Monday, November 1, 2021

Voices from the Pandemic

Voices from the Pandemic

Adult nonfiction
Where were you when the pandemic became real to you? I was at
UMaine in the multicultural center. It was near the end of the second
week in March 2020. The administration had been debating what to do.
Rumors were flying. I stepped out to go down the hall to my friend
Lisa Morin's office. She was just hanging her phone up. Campus was
to close down. It was not a rumor. When I returned and told my dear
friends they knew it was the truth. We looked at each other, stunned,
knowing our lives were about to be changed--and not for the better.
At the onset there was a belief that we were all weathering the
same storm. Later on the acknowledgement was added that we were in
different boats. Boats that were increasingly isolated as we were
urged to stay home (with the exception of essential workers) to help
flatten the curve.
Eli Saslow reached out from his boat to collect the stories of
others. "...The reporting in this book began as an attempt to see and
feel beyond my own living room into the millions of personal pandemics
unfolding across America." The interviews from which the stories were
crafted occurred between March 2020 and January 2021, while the
subjects were living their experiences and emotions--not in
retrospect. The voices are immediate and intimate. For this reason
Voices from the Pandemic can be a very hard book to read.
But it's an important one.
Some of the stories are those of the overworked, underequipped
medical personnel who had to treat a terrifying illness they were
still learning about. A shift leader of a nursing team tells about
sending her nurses into shifts where they have to care for far too
many critical patients while lacking adequate protective gear. A
doctor talks about the need for good news after losing twenty-seven
patients in a year. A coroner in a too rapidly reopening state
wonders if the people he sees socializing are deaths he'll have to
pronounce.
Some of them deal with severe deprivation caused by the
pandemic. A New Orleans grocer who cobbled his store together after
Katrina talks about carrying tabs for clients who formerly could pay--
tabs that are sometimes written off following a customer's death. A
man describes standing in a food line for the first time in his life
and wondering if they'll run out.
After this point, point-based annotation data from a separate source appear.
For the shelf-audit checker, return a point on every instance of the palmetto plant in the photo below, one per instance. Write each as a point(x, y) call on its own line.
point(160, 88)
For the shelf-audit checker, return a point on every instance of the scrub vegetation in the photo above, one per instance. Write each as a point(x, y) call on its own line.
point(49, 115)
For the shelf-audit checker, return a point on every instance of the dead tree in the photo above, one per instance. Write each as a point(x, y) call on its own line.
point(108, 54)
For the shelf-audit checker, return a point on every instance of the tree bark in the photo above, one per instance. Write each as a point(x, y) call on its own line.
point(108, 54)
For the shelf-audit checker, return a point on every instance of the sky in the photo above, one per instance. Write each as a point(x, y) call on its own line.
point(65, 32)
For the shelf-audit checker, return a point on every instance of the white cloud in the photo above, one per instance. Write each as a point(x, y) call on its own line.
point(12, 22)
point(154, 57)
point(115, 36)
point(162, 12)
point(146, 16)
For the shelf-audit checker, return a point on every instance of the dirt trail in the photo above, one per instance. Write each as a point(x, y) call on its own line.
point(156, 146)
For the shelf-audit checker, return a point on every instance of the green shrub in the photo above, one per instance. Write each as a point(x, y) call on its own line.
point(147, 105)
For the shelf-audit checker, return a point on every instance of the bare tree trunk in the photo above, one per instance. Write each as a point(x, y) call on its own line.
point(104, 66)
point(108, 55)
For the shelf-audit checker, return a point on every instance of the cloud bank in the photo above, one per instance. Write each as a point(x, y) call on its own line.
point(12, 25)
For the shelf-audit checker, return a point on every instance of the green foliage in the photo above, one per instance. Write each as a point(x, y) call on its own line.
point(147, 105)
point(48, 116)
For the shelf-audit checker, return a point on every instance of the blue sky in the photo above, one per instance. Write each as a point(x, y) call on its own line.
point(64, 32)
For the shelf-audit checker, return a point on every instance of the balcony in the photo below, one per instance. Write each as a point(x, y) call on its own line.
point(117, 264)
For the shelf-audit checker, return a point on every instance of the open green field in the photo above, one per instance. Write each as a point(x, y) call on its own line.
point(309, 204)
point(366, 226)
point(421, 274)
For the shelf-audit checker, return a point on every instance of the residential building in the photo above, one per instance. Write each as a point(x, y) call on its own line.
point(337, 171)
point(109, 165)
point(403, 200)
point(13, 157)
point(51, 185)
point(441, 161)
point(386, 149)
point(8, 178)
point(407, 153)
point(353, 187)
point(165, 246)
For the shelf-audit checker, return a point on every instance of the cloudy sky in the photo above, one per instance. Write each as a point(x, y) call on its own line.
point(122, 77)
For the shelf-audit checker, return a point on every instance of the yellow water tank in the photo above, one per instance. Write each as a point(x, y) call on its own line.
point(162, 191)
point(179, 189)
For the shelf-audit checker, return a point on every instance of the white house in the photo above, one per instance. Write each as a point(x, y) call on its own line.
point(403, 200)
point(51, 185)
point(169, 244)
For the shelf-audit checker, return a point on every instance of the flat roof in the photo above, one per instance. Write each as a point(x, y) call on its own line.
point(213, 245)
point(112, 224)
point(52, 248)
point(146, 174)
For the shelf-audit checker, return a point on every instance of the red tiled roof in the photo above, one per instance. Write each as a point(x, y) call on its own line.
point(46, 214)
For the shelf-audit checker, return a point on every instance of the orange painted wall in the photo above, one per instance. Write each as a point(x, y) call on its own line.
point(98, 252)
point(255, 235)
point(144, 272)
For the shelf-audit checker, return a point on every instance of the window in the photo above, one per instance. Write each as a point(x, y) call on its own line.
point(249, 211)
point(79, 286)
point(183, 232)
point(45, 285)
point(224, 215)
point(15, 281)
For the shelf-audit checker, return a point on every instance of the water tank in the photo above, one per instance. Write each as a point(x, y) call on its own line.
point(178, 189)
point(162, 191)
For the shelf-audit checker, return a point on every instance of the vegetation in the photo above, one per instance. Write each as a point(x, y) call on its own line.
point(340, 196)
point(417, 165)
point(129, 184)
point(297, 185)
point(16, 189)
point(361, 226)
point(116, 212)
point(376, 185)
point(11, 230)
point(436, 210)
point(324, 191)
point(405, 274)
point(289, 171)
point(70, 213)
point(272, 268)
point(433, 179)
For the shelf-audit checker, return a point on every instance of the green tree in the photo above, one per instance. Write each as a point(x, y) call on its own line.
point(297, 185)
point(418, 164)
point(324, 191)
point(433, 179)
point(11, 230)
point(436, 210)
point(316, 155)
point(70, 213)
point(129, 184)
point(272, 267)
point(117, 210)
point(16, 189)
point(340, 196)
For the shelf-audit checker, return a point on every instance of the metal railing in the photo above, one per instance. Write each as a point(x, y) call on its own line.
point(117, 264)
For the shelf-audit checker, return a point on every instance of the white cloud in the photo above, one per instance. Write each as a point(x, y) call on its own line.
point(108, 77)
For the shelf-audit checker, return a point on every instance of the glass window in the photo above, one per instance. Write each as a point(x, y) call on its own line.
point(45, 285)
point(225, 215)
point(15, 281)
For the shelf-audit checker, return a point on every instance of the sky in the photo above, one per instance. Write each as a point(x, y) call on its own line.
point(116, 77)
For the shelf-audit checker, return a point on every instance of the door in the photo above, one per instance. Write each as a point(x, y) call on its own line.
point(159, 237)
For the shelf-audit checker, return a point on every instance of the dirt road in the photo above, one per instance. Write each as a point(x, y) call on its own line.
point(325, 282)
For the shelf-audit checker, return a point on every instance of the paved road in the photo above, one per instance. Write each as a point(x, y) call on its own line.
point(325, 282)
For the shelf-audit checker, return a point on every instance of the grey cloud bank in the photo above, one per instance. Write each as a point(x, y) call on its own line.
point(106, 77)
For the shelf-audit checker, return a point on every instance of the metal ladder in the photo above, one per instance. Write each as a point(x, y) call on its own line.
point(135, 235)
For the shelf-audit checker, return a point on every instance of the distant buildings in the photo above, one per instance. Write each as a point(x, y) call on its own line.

The director of a charity describes
the unprecedented depths of need her organization is called on to
ameliorate.
Some stories share opposing perspectives. Evictions are
explored from the perspectives of an evicted tenant and a landlord. A
store employee tries to enforce a mask mandate while a shopper sees
masks as infringing on individual rights. A superintendent defends
his decision not to reopen a vulnerable school while a teacher
describes her decision to resign.
Voices from the Pandemic is a difficult book to read. If you're
like me some of the stories it contains will really get to you. But I
highly encourage you to read it and get insight into the experiences
of people whose early pandemic experiences were far different from
your own.
On a purrrsonal note, at the end of this week, week ten, we at UMaine
will be 2/3 through fall semester. It's looking increasingly like
we'll make it through the semester without a shut down. That will
such a relief!
I hope you had a good Halloween. I sure did. I got so much
accomplished Saturday I was able to make Halloween a reading day. I
put out a most excellent supper: cranberry mustard pork, acorn squash
baked with margerine, and mashed potatoes. I put on my unicorn
costume and handed out the goodie bags Eugene had prepared to lots of
trick or treaters. I had a really cool snowglobe (only plastic
instead of glass) with bats flying around a spooky house and scary
noises. It was nowhere in Amber's league. But it was a start. Next
year I'll do a little better. (Jules)
I got my cat treats. (Tobago)
A great big shout out goes out to all the little kids who finally got
to go trick or treating and the parents who escorted the littlest ones.